Friday, January 25, 2008

Happy Australia Day

I have not always proud to be Australian. In recent years, for obvious reasons, I have been more embarassed than proud. Sometime I feel I have spent the past ten years being embarassed and ashamed as I watched the Howard Government slowly but surely dismantle everything great about the country, when I wasn’t reading the demented bleats of the redneck numnuts who write Letters to the Editor complaining about refugees/Aboriginal people/the youth of today/welfare layabout/insert your own minority group here. Consequently, although I know I’m unbelievably lucky to have been born into this country, I haven’t often felt like a proud Australian.

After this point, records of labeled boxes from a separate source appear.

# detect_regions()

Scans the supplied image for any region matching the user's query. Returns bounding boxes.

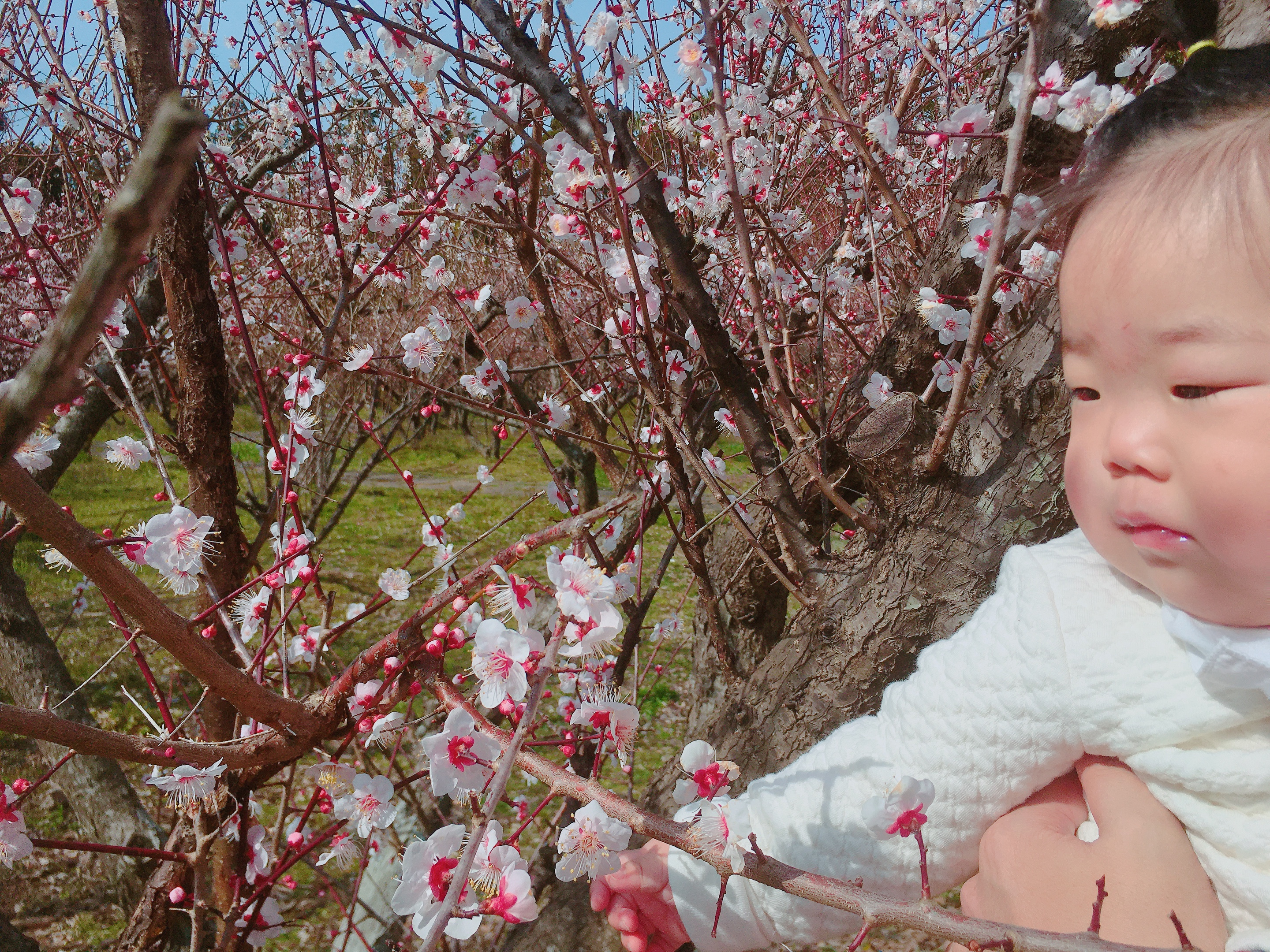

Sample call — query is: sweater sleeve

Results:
[669,546,1082,952]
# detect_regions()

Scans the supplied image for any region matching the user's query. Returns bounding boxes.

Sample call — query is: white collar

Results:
[1159,602,1270,697]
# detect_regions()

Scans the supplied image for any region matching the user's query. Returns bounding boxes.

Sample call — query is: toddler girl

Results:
[593,19,1270,952]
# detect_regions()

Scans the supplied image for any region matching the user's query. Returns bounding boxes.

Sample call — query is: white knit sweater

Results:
[671,531,1270,952]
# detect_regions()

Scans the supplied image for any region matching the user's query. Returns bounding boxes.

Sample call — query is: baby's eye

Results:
[1173,385,1222,400]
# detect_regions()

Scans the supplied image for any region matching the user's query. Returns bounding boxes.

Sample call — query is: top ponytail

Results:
[1055,0,1270,236]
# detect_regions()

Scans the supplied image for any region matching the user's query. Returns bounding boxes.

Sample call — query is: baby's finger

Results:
[592,849,661,895]
[609,896,644,933]
[998,773,1088,837]
[1076,755,1176,830]
[590,876,613,913]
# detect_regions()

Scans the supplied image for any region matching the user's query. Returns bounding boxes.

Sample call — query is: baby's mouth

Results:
[1115,515,1194,552]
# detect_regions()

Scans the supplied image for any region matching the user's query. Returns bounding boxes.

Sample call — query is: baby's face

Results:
[1059,201,1270,627]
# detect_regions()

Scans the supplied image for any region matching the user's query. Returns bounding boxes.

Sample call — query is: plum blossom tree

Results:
[0,0,1239,952]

But this year it all changes. One of my favourite people in the world once told me (and I’m paraphrasing from memory here) that while my moral fortitude could sometimes be on the flabby side I had my heart in the right place - and that’s the way I’ve decided I’m going to view the country from now on, or at least for this Australia Day.

Australia, in many ways is fucked. We are selfish, we are polluters, we are cruel, greedy and we take everything we have for granted. But we’re not all bad. I do think, for instance we are also mostly a friendly bunch, we don’t take things too seriously and, if the election has taught us anything, we are (sometimes) open to new ideas. Jesus, we’re a good-looking bunch of bastards too. I think most Australians do want to make the world a better place, even if many of them have seriously messed up ideas about how to achieve that. Most of all, damnit, we’re still very young in the scheme of things. And it's a stroppy teenager's right to be a bit wrong a lot of the time, and a lot confused and angry the rest of the time. They all grow out of it (or so my parents are hoping).

So from now on I will make an effort not to run down my country and lambast it for all its (many) failings. I will no longer mumble the name of my home town, or pretend to come from “New Ziland”. Instead, every time the country lets me down, as it inevitably will and probably much sooner than I fear, I will simply make that cluck-cluck noise, in my throat, shake my head indulgently and ruffle its hair. “Oh, Australia," I’ll say "You’re an annoying little scamp sometimes aren’t you?"